The province has given the green light for medical marijuana to be produced in the Agricultural Land Reserve, despite objections from some cities, including Pitt Meadows.
“We will have to modify our blanket prohibitory bylaw, and meet provincial standards,” said Mayor John Becker.
He noted council still has to review the new regulations set out by the provincial government.
Along with the formal change to the ALR regulation making medical cannabis an allowed use is a standard that municipalities are expected to follow, in passing local bylaws, to control any federally licensed commercial pot producers within city boundaries. The province’s bylaw standard sets out setbacks from streams and property lines, a maximum footprint size for the facility, and minimum distances from parks, schools and urban or ALR boundaries.
Becker said the nature of marijuana production lends itself better to light industrial properties, rather than farmland. And, he said many people – from municipal politicians to Pitt Meadows citizens – worry that these operations will attract criminal behaviour.
“My concern is that this is not like growing flowers or peppers,” said Becker.
Jennifer Thorne is a Kelowna lawyer who represents a client wanting to establish a medicinal marijuana operation in Pitt Meadows, and called the government’s decision a win for that client.
“This is the release we’ve been waiting for,” she said, adding that municipalities will now be able to develop more thoughtful bylaws, rather than attempting outright prohibition.
“It’s very helpful, both to local governments and producers,” she said. “I don’t envy local governments for having to deal with this.”
Thorne said she understands that some people are apprehensive, but said medicinal marijuana is being promoted by sophisticated business people with backgrounds in agriculture and science.

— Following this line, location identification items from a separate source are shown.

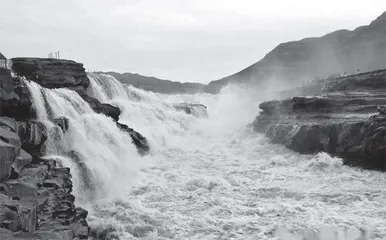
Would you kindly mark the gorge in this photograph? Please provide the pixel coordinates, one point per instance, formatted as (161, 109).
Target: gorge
(144, 168)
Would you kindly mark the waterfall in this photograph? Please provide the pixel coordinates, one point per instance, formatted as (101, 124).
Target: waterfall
(149, 113)
(101, 154)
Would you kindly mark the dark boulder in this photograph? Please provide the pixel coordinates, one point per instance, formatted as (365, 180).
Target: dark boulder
(33, 135)
(14, 97)
(197, 110)
(62, 122)
(103, 108)
(139, 141)
(52, 73)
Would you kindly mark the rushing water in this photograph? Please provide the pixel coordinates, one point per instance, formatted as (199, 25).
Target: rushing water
(206, 177)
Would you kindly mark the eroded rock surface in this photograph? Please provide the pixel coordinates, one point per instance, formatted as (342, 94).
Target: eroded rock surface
(195, 109)
(348, 124)
(139, 141)
(52, 73)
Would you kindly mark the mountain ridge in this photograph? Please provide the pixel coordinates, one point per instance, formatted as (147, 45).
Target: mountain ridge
(296, 61)
(157, 85)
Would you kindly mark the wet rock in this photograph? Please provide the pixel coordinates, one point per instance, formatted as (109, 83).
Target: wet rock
(18, 215)
(8, 133)
(62, 122)
(335, 122)
(52, 73)
(198, 110)
(8, 153)
(14, 97)
(368, 81)
(103, 108)
(139, 141)
(21, 161)
(6, 234)
(33, 135)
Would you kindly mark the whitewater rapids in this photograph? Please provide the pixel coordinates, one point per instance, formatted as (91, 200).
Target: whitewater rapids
(206, 177)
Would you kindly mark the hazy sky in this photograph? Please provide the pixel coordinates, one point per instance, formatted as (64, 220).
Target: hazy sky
(181, 40)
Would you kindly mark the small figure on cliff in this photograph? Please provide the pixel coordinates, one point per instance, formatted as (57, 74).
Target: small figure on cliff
(381, 110)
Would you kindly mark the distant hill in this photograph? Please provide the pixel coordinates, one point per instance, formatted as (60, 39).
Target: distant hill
(294, 62)
(157, 85)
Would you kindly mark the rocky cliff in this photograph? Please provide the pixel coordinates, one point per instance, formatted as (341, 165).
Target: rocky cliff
(347, 120)
(298, 61)
(195, 109)
(60, 73)
(36, 200)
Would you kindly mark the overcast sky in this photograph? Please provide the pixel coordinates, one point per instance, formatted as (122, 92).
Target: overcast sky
(180, 40)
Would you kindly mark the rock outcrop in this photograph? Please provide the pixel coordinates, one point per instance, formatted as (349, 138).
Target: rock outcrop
(139, 141)
(52, 73)
(35, 194)
(58, 73)
(14, 97)
(349, 124)
(103, 108)
(195, 109)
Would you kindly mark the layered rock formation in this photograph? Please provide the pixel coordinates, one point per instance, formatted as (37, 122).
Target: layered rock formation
(15, 97)
(295, 62)
(35, 192)
(58, 73)
(347, 120)
(52, 73)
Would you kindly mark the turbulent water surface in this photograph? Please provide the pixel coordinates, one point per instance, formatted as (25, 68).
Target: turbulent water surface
(206, 177)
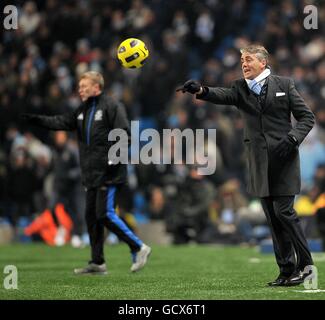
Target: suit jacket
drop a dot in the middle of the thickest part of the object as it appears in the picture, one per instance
(263, 129)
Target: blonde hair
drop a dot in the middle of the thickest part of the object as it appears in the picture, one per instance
(260, 52)
(95, 76)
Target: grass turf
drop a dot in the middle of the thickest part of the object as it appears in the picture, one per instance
(182, 272)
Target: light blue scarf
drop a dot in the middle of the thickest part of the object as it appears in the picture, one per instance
(256, 84)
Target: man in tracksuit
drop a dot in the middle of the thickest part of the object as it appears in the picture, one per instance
(93, 120)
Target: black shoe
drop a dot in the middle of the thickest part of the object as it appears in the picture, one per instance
(279, 281)
(298, 278)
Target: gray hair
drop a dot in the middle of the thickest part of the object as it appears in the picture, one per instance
(260, 52)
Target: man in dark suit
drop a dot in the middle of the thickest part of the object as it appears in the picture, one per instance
(266, 103)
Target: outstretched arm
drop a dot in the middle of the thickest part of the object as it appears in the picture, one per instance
(217, 95)
(65, 121)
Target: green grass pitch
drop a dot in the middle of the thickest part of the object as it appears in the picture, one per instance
(173, 272)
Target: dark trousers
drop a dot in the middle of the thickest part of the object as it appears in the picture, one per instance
(289, 242)
(100, 213)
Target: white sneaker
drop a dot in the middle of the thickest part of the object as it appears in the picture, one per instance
(141, 258)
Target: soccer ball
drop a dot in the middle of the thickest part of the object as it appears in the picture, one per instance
(132, 53)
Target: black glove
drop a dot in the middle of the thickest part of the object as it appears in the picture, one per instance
(191, 86)
(286, 146)
(28, 117)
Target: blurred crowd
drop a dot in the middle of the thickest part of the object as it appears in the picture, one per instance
(58, 40)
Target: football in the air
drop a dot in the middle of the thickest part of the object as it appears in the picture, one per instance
(132, 53)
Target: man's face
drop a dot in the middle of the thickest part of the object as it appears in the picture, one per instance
(88, 88)
(251, 65)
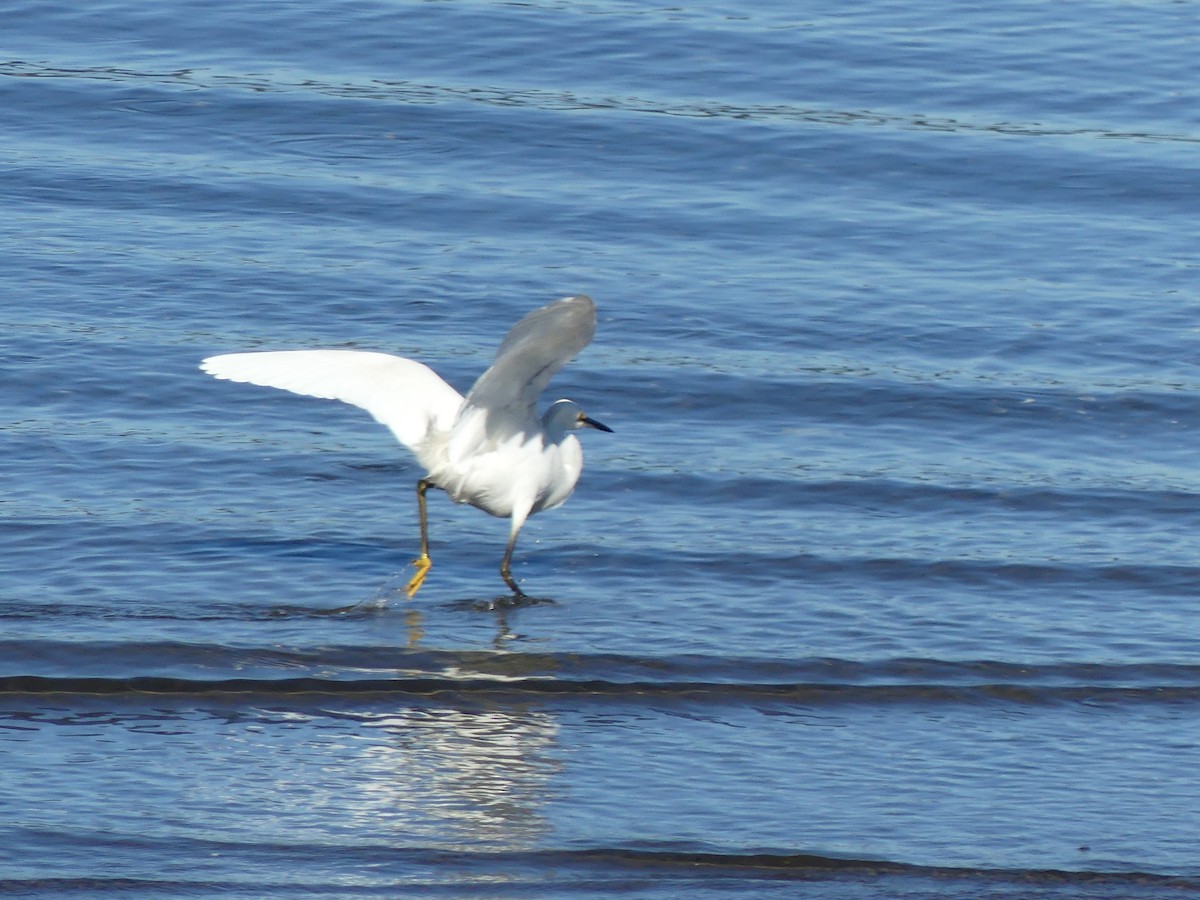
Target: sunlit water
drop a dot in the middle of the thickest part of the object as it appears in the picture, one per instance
(886, 582)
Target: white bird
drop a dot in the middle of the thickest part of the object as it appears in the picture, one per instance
(490, 449)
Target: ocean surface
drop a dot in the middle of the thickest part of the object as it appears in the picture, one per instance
(886, 585)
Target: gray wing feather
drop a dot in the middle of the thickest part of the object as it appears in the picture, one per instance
(533, 351)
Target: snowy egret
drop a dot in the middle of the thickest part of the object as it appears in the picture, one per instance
(489, 449)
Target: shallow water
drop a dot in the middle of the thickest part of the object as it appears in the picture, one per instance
(882, 586)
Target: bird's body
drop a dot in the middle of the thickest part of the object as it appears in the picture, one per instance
(489, 449)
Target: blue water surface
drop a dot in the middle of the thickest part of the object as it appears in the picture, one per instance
(883, 586)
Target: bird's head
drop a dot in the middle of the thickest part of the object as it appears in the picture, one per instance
(565, 415)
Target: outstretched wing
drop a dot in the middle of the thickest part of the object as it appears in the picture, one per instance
(407, 396)
(533, 351)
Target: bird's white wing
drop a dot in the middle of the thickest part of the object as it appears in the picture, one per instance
(407, 396)
(533, 351)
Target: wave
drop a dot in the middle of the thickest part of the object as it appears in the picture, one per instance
(609, 867)
(431, 94)
(41, 667)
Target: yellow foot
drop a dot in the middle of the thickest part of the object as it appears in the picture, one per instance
(423, 564)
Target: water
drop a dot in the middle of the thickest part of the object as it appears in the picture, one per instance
(885, 586)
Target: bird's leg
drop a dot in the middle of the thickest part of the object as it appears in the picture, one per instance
(423, 562)
(507, 563)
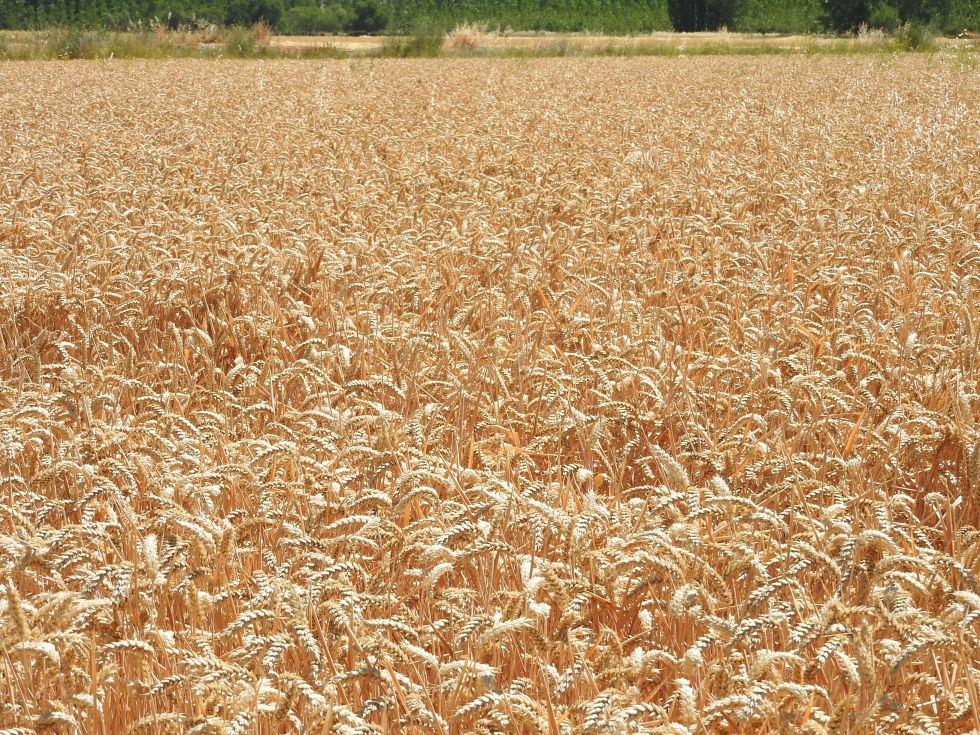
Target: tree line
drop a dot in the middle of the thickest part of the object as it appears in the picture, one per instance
(611, 16)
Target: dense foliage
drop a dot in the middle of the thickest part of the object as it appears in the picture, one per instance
(614, 16)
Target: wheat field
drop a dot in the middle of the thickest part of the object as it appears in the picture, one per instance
(571, 396)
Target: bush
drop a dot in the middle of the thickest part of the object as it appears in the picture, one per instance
(369, 16)
(250, 12)
(309, 20)
(884, 17)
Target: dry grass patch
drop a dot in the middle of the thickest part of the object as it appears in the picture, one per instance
(567, 396)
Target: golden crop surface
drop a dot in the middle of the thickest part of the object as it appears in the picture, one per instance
(574, 396)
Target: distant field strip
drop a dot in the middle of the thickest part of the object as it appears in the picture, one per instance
(490, 396)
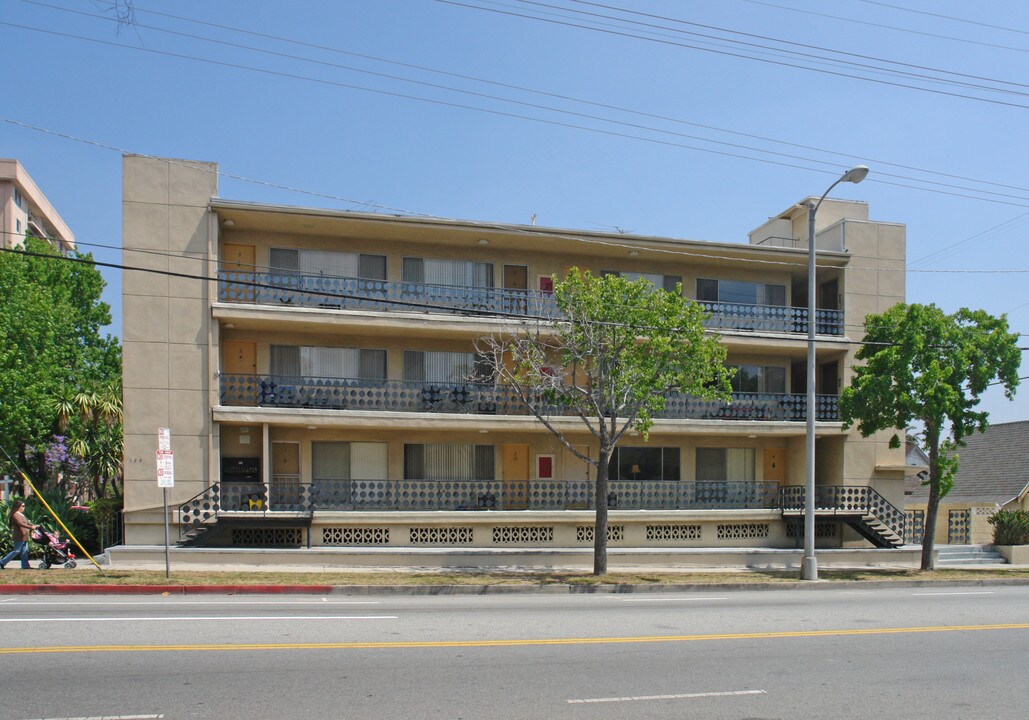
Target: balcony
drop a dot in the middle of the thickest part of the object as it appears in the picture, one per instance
(259, 498)
(471, 398)
(355, 293)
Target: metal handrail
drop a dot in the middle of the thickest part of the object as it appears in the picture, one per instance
(287, 288)
(856, 499)
(449, 495)
(483, 398)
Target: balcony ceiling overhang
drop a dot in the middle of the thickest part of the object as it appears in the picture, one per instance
(501, 237)
(442, 422)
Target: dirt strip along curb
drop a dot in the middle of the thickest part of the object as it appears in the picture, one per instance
(165, 589)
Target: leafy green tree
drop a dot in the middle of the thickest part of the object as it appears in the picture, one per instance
(50, 319)
(922, 365)
(616, 351)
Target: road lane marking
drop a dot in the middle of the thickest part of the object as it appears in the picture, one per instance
(199, 617)
(665, 600)
(405, 645)
(678, 696)
(171, 602)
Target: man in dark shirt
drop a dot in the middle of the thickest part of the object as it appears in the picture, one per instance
(20, 530)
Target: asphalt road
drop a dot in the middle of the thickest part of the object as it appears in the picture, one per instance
(899, 653)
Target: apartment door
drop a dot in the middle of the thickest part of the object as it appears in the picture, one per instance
(775, 465)
(240, 261)
(239, 369)
(576, 474)
(515, 472)
(517, 286)
(285, 493)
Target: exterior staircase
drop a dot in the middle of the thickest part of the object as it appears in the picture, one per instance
(860, 507)
(949, 555)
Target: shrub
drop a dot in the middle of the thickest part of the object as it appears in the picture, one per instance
(79, 523)
(1010, 527)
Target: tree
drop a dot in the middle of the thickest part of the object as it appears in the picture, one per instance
(94, 419)
(616, 350)
(50, 319)
(925, 366)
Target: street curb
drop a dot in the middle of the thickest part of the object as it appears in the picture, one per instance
(555, 588)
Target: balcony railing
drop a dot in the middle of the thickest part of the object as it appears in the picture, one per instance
(356, 293)
(846, 500)
(470, 398)
(472, 495)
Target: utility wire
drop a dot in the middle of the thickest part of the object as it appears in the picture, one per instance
(890, 27)
(952, 18)
(508, 228)
(743, 56)
(997, 199)
(558, 96)
(678, 21)
(632, 125)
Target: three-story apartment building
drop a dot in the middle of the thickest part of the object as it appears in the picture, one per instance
(318, 371)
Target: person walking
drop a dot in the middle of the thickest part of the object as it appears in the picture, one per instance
(20, 529)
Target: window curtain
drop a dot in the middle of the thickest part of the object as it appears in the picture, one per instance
(446, 272)
(448, 462)
(437, 366)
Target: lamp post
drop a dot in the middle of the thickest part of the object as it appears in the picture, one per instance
(809, 567)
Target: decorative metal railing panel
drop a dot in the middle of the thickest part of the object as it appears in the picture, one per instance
(356, 293)
(853, 499)
(261, 499)
(470, 398)
(958, 524)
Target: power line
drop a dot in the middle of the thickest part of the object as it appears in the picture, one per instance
(521, 230)
(996, 199)
(536, 106)
(751, 58)
(415, 305)
(952, 18)
(788, 42)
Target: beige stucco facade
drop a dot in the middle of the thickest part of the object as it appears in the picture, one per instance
(185, 338)
(24, 209)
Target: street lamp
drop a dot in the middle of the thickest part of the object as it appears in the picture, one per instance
(809, 567)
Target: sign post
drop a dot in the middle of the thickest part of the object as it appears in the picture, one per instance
(166, 479)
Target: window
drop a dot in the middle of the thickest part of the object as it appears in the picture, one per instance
(740, 292)
(445, 272)
(645, 464)
(757, 379)
(721, 464)
(294, 361)
(435, 366)
(327, 262)
(665, 282)
(447, 462)
(345, 461)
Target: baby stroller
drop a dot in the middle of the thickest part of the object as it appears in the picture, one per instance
(54, 550)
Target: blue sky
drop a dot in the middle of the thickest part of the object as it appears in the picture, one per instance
(715, 142)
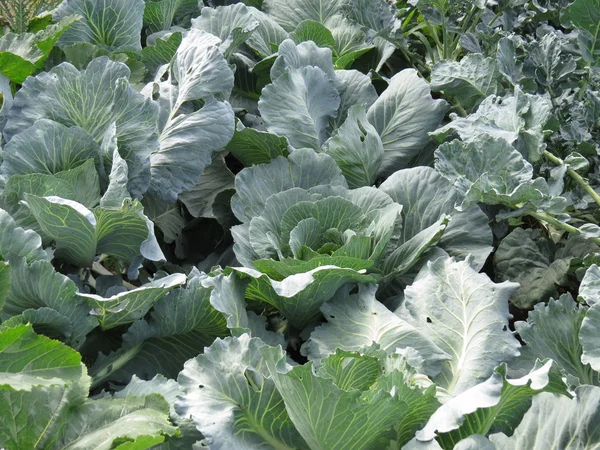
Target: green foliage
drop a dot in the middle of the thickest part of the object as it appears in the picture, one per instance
(299, 224)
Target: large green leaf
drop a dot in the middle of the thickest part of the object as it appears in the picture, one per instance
(471, 80)
(81, 234)
(552, 331)
(163, 14)
(38, 285)
(490, 170)
(329, 417)
(17, 242)
(232, 398)
(22, 54)
(251, 146)
(41, 379)
(425, 196)
(522, 259)
(584, 15)
(110, 24)
(129, 306)
(519, 119)
(181, 324)
(356, 321)
(496, 405)
(43, 401)
(300, 296)
(466, 315)
(356, 148)
(48, 147)
(557, 422)
(290, 13)
(303, 169)
(403, 116)
(93, 99)
(226, 21)
(298, 105)
(18, 13)
(80, 184)
(188, 139)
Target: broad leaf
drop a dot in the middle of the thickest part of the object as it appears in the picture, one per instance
(231, 397)
(466, 315)
(425, 197)
(290, 13)
(181, 324)
(356, 148)
(356, 321)
(551, 331)
(471, 80)
(128, 306)
(93, 99)
(567, 423)
(110, 24)
(188, 138)
(403, 116)
(250, 146)
(124, 232)
(303, 169)
(38, 285)
(298, 105)
(18, 13)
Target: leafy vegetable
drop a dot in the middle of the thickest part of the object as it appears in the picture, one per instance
(316, 224)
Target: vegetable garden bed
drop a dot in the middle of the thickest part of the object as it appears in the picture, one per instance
(299, 224)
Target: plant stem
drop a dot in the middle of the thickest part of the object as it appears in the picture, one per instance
(560, 225)
(575, 176)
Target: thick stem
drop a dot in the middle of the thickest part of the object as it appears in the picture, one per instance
(575, 176)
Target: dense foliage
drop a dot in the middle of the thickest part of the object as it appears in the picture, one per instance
(300, 224)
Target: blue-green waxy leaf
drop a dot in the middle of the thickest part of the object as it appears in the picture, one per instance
(299, 104)
(126, 307)
(224, 21)
(519, 119)
(555, 421)
(48, 147)
(290, 13)
(93, 99)
(70, 224)
(250, 146)
(425, 197)
(551, 331)
(584, 15)
(329, 417)
(300, 295)
(471, 80)
(296, 56)
(495, 405)
(466, 315)
(233, 400)
(163, 14)
(181, 324)
(110, 24)
(24, 53)
(403, 116)
(199, 71)
(490, 170)
(302, 169)
(44, 404)
(19, 13)
(18, 242)
(356, 321)
(81, 234)
(37, 285)
(356, 148)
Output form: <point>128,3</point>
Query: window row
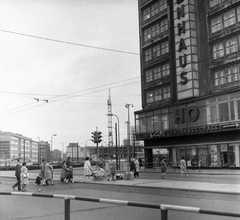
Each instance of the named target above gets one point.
<point>225,20</point>
<point>157,72</point>
<point>154,9</point>
<point>224,111</point>
<point>158,94</point>
<point>157,121</point>
<point>226,47</point>
<point>156,51</point>
<point>228,75</point>
<point>155,30</point>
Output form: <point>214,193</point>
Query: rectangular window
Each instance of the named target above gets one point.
<point>165,70</point>
<point>164,47</point>
<point>214,3</point>
<point>229,18</point>
<point>157,72</point>
<point>233,74</point>
<point>155,30</point>
<point>223,112</point>
<point>149,96</point>
<point>218,51</point>
<point>162,5</point>
<point>157,95</point>
<point>146,14</point>
<point>154,9</point>
<point>149,77</point>
<point>238,13</point>
<point>164,26</point>
<point>147,34</point>
<point>148,55</point>
<point>219,78</point>
<point>166,92</point>
<point>156,51</point>
<point>231,46</point>
<point>216,24</point>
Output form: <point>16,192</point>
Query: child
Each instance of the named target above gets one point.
<point>70,175</point>
<point>38,181</point>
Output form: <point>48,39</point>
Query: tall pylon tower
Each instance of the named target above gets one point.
<point>110,136</point>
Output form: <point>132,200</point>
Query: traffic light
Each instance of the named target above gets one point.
<point>96,137</point>
<point>99,136</point>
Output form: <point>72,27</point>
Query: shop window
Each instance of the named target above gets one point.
<point>216,24</point>
<point>229,18</point>
<point>219,78</point>
<point>214,3</point>
<point>202,155</point>
<point>218,51</point>
<point>214,156</point>
<point>149,77</point>
<point>233,74</point>
<point>223,112</point>
<point>231,46</point>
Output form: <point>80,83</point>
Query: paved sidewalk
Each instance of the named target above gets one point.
<point>165,184</point>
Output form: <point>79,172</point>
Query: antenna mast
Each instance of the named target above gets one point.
<point>110,137</point>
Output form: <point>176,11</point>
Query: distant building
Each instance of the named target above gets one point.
<point>190,80</point>
<point>14,146</point>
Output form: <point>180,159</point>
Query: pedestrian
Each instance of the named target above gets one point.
<point>112,168</point>
<point>18,175</point>
<point>70,175</point>
<point>140,162</point>
<point>136,175</point>
<point>183,167</point>
<point>87,170</point>
<point>64,172</point>
<point>163,166</point>
<point>24,176</point>
<point>38,181</point>
<point>132,167</point>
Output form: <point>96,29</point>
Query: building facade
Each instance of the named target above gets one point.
<point>190,64</point>
<point>14,146</point>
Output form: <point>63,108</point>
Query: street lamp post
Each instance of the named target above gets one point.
<point>118,136</point>
<point>128,131</point>
<point>51,145</point>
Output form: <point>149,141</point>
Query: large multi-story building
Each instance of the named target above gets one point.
<point>14,146</point>
<point>190,66</point>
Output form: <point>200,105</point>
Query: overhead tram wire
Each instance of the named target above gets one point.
<point>67,42</point>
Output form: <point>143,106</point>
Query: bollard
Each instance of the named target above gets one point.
<point>164,213</point>
<point>67,209</point>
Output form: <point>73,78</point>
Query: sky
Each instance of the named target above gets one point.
<point>70,53</point>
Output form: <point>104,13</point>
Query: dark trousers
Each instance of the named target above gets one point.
<point>18,183</point>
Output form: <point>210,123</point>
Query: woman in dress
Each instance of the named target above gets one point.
<point>24,176</point>
<point>64,172</point>
<point>87,169</point>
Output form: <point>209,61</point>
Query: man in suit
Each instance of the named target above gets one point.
<point>18,175</point>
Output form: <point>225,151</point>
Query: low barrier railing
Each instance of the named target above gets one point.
<point>162,207</point>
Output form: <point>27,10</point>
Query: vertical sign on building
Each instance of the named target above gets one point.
<point>186,49</point>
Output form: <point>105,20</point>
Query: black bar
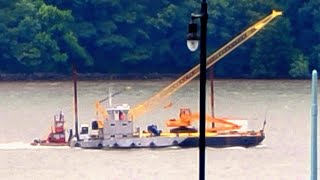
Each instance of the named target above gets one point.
<point>203,58</point>
<point>74,77</point>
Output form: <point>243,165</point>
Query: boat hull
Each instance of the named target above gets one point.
<point>48,144</point>
<point>216,141</point>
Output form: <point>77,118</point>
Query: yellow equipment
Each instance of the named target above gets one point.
<point>191,74</point>
<point>212,59</point>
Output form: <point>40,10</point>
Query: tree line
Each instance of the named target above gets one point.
<point>125,36</point>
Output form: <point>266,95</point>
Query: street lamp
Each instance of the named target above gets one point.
<point>192,42</point>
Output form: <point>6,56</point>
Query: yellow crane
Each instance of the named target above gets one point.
<point>157,98</point>
<point>212,59</point>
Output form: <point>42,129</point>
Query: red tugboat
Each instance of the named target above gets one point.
<point>57,136</point>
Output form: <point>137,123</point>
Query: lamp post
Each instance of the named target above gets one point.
<point>192,43</point>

Langley Township Mayor Jack Froese, one of the municipal leaders who opposed allowing the construction of heavily fortified pot factories on ALR land, said Friday he is studying the new rules.
Froese said the province appears to have taken into account many issues raised by municipalities, but added he is still concerned cities will face higher costs to regulate the facilities and police country roads.
Langley Township has already set a business licence fee of $5,000 for medical marijuana producers and Froese hopes that won’t have to change.
“That gives us some control over inspection and that’s important,” he said. “Medical marijuana, as far as I’m concerned, is a pharmaceutical. It’s a lot different than just growing tomatoes.”
Under the provincial rules, pot producers on ALR land will still have to pay industrial property tax rates, not the lower agricultural rate.
The agricultural ministry expects all local bylaws to comply with the standard and the amended regulation by early fall, adding it sought to ensure as much ALR land is used for agriculture as possible while balancing other requirements.